Continua parlando del diritto di ritornare a casa: “La diaspora non ha mai modo di rientrare in modo dignitoso e valoroso nei propri Paesi. Possiamo però interrompere tutte queste cose se siamo uniti, rendendoci conto che siamo persone che contano e diamo un apporto importante alla società in cui viviamo. Solo se investiamo nel nostro Paese di origine potremo, un domani, dire di aver fatto il nostro meglio per risollevare l’Africa”.
Se il nazionalismo europeo difende la propria identità per paura di perderla, quello africano vuole conquistarla.
“Un’identità che non c’è mai stata – sottolinea Gnima Seck e continua – il nazionalismo africano è una novità e l’Unione Africana non c’è ancora, ma arriverà. Sono convinta che questi nuovi giovani leader riusciranno a fare qualcosa di importante”.
La differenza tra i Paesi occidentali e quelli africani è la cooperazione.

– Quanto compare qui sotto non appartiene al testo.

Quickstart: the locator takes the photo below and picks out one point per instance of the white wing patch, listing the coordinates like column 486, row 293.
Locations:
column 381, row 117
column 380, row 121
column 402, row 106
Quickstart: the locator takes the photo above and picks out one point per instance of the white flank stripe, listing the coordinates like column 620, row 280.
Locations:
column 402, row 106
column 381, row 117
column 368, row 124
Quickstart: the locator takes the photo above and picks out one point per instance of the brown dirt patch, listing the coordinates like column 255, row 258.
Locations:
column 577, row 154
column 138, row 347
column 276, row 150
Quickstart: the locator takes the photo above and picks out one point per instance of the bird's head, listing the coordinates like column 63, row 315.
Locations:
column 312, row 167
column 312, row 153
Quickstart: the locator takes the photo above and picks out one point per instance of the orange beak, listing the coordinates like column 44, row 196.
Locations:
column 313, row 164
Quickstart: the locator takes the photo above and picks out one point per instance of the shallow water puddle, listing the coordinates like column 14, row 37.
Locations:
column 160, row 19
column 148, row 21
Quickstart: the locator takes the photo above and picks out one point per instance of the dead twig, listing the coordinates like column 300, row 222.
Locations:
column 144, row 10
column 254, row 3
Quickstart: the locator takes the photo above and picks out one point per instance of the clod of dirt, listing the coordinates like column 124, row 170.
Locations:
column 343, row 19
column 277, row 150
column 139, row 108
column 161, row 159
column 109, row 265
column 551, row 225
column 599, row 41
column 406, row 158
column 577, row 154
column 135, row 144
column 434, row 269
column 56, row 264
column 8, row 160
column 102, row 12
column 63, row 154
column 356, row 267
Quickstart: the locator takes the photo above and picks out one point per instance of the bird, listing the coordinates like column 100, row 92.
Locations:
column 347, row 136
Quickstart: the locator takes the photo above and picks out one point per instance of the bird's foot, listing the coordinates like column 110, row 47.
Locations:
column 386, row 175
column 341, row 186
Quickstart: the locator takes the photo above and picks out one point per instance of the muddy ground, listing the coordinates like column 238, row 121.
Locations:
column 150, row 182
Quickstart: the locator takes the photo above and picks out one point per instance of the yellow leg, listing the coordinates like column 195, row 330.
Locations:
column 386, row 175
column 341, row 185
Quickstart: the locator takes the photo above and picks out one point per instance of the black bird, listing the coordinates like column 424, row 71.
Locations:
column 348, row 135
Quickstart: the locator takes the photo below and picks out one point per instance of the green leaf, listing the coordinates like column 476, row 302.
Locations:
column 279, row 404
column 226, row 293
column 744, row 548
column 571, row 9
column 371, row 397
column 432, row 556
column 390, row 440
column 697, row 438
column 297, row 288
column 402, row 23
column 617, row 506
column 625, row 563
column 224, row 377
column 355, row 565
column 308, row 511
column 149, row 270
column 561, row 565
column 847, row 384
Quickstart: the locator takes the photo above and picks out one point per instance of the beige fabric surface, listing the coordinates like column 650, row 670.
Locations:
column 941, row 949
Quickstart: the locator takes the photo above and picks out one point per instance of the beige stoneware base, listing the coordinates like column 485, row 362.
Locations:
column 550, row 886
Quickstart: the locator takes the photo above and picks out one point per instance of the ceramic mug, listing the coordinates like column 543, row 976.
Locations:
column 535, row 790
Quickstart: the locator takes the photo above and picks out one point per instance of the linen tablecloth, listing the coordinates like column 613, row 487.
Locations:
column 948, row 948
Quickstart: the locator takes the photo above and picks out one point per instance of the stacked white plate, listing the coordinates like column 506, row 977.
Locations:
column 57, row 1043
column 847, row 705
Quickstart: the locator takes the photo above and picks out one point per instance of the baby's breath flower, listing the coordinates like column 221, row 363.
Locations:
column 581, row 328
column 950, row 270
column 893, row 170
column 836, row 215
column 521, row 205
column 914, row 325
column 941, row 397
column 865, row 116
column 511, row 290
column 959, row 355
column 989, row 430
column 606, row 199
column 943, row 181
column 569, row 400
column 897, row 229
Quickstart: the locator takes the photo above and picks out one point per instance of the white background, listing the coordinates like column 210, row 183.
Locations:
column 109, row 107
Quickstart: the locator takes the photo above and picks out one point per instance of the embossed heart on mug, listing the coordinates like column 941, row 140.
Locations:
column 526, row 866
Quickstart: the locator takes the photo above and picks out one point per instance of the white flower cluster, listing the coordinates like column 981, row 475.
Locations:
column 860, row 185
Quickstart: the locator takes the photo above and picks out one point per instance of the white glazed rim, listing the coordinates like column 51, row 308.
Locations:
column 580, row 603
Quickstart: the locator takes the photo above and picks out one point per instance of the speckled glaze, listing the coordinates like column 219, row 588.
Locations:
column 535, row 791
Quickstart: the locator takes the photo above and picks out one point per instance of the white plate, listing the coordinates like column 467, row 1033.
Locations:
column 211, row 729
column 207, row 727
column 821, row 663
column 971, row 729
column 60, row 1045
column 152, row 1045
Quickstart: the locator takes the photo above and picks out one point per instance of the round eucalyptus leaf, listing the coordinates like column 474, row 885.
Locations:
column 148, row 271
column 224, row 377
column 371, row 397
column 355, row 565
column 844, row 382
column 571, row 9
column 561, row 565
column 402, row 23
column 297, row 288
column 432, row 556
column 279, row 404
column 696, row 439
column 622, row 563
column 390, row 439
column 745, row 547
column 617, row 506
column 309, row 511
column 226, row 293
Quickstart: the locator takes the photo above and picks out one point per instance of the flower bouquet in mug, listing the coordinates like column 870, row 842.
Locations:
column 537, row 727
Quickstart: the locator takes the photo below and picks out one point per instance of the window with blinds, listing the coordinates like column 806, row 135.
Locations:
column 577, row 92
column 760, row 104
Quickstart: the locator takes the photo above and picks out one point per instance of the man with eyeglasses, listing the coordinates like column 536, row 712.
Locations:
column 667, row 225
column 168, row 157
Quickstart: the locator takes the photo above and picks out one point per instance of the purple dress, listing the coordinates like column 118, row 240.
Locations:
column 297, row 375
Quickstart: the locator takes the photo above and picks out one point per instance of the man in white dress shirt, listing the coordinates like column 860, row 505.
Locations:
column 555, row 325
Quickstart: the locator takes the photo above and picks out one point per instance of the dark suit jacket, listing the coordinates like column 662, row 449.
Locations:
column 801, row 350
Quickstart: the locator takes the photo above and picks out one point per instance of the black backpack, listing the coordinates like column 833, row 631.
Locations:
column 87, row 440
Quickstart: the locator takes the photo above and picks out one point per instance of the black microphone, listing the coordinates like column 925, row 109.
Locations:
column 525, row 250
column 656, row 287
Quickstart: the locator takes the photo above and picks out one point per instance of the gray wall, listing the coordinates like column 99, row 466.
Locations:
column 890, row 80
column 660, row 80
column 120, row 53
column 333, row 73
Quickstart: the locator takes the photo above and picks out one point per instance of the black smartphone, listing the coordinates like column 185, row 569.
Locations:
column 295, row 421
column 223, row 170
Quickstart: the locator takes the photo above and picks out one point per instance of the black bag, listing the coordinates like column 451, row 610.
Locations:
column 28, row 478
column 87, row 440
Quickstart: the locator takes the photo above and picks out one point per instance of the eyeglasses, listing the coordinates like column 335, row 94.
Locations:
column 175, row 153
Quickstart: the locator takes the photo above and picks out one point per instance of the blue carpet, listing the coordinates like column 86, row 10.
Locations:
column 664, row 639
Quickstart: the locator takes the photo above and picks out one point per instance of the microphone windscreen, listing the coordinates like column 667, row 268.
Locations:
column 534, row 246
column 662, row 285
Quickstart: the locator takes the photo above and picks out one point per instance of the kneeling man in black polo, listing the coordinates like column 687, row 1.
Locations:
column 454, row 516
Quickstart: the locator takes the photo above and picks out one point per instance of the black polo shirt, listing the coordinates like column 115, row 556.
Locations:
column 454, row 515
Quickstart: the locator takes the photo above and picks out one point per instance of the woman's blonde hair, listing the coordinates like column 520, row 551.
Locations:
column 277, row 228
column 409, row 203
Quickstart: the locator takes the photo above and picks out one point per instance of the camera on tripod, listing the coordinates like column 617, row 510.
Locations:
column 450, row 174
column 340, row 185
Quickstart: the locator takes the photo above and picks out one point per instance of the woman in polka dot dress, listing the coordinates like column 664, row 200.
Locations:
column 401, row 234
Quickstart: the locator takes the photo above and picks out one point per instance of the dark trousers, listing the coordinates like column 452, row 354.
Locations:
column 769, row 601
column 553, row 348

L’Occidente ha creato organi istituzionali internazionali per cooperare. Anche Gheddafi, politico e rivoluzionario libico, lo aveva capito “ma a causa del regime, la sua idea non era considerata positiva” sottolinea la presidente di DIASPORAFRIKA APS .
“Il bisogno di creare un’Unione Africana c’è. Abbiamo il bisogno di scambiarci materie prime, informazioni, sapienza, conoscenze. In questo modo anche chi vuole emigrare, lo potrebbe fare in un altro Paese africano e non necessariamente fuori dal continente. Il sogno europeo è stato inculcato nelle nostre menti ed è rimasto dentro come tante altre cose che dobbiamo debellare. Il problema è che anche i nostri media diffondo degli standard europei che non ci rappresentano. Questo porta degli scompensi gravissimi alla popolazione. Sono rimasugli del pensiero coloniale e neocoloniale che portiamo con noi dalla schiavitù fino ad oggi” spiega Gnima Seck.
E conclude: “Sono dell’idea che la nostra generazione sia quella giusta per andare a interrompere questi legami tossici che negli anni abbiamo sviluppato”.